Old faces remain in state leadership roles
It’s easy to criticize longevity in politics. “Career politician” is a pejorative for a reason. But there’s a big difference between persistent public service and a political machine.
Unfortunately, the latter has won out in the Illinois General Assembly.
Senate President John Cullerton and House Speaker Mike Madigan have controlled their chambers for about 10 and 35 years, respectively. No other state has a duo who comes close to their total leadership tenure. The two Chicagoans have been members of the General Assembly for a combined 88 years.
So, perhaps it’s understandable that Illinoisans complain about longstanding “Democrat rule” in the state Legislature. But the real problem might be more about personnel than partisanship.
A mere six men have served as Illinois speaker of the House or Senate president since 1983, four Democrats and two Republicans. That means fresh ideas have been in woefully short supply, with political priorities focused on preserving power rather than balancing a given budget, for example.
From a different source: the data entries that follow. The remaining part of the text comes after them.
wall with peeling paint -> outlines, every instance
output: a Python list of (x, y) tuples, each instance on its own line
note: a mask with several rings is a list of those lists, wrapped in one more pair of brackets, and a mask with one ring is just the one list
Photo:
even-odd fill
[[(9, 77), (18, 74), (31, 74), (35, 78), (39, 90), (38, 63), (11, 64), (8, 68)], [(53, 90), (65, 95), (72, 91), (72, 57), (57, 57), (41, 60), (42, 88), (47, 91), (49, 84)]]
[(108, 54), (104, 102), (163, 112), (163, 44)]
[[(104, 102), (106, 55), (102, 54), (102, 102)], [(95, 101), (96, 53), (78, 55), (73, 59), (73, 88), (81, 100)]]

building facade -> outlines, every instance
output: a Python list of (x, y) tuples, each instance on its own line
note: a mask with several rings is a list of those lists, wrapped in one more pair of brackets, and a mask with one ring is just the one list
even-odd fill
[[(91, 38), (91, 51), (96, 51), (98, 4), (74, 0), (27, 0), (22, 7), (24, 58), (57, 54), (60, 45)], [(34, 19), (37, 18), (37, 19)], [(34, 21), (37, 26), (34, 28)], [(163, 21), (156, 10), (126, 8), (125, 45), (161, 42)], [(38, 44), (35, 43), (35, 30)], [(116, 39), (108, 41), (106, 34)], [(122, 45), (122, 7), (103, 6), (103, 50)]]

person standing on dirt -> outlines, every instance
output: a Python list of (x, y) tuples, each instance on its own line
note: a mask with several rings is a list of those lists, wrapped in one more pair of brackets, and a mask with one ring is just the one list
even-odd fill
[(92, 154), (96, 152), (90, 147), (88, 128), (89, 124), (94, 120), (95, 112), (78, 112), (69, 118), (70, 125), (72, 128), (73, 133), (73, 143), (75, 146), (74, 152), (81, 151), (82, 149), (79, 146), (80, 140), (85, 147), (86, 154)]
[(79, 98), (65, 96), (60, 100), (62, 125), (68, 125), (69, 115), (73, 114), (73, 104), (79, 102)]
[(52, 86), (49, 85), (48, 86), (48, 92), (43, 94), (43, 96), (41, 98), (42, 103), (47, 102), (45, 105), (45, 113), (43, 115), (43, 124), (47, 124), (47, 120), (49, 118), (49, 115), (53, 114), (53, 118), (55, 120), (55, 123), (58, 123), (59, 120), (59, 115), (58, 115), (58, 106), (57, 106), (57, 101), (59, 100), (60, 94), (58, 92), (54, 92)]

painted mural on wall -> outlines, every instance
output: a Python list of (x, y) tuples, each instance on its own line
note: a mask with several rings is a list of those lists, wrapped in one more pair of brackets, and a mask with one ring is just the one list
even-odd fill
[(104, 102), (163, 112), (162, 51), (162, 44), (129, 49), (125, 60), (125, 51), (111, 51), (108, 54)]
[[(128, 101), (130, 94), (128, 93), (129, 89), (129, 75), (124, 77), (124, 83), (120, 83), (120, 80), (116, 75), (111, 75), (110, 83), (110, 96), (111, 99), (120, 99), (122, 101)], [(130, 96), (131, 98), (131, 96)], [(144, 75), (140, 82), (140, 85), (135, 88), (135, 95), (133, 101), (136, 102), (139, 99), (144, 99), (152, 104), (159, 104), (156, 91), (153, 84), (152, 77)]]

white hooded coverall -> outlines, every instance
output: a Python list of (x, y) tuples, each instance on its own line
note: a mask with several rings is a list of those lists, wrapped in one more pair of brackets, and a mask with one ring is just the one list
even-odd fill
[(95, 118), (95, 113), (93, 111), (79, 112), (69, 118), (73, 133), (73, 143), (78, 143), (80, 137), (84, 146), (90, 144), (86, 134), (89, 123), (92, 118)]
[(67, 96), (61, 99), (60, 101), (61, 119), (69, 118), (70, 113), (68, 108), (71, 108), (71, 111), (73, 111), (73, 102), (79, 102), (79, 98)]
It would be tough to argue calcified leadership has done the state any favors. A look at Illinois’ social services, finances, economic growth and high total tax burden is depressing. Still, Senate Democrats behind closed doors this week pledged their vote for Cullerton for president in 2019, and GOP members reaffirmed support for their minority leaders. Madigan likely will round up House Democrats the week after Thanksgiving to ask for the same.
Why has this structure persisted?
For one, those leadership posts have become far too powerful.
In 1993, Republicans captured the Illinois Senate for the first time in 18 years. Partially to build a firewall against the Madigan-controlled House, they pioneered a few techniques to consolidate control in the hands of Senate President James “Pate” Philip. One was to overly empower the Rules Committee to the point where it could reliably suffocate pesky bills at the direction of leadership, no matter how popular they were.
Some of those rules then bled into the House, where Madigan has been happy to exploit and refine them in the more than 20 years since. He has remained the Teflon Don, of Springfield, for so many years in part because of his destruction of democracy in what now only could tenuously be called a legislative chamber.
Through the House rules, Madigan controls a preposterous number of lucrative committee chairmanships, who votes in various committees, when a bill will be called for a vote, and what bills even make it to a vote in the first place.
Gov.-elect J.B. Pritzker made a call on the campaign trail for term limits for legislative leaders. Unlike reforming the legislative rules, that doesn’t necessarily solve the power problem. But it’s something.
Will Pritzker actually push for such a measure with Madigan in office? Not if he wants any of his legislative agenda to reach the governor’s desk. Therein lies the problem.
Notably, U.S. congressman and longtime Madigan ally Dan Lipinski said he would not back Nancy Pelosi for speaker of the House until she agrees to changes in the legislative rules to empower rank-and-file lawmakers.
Every House Democrat in Springfield should be screaming for the same.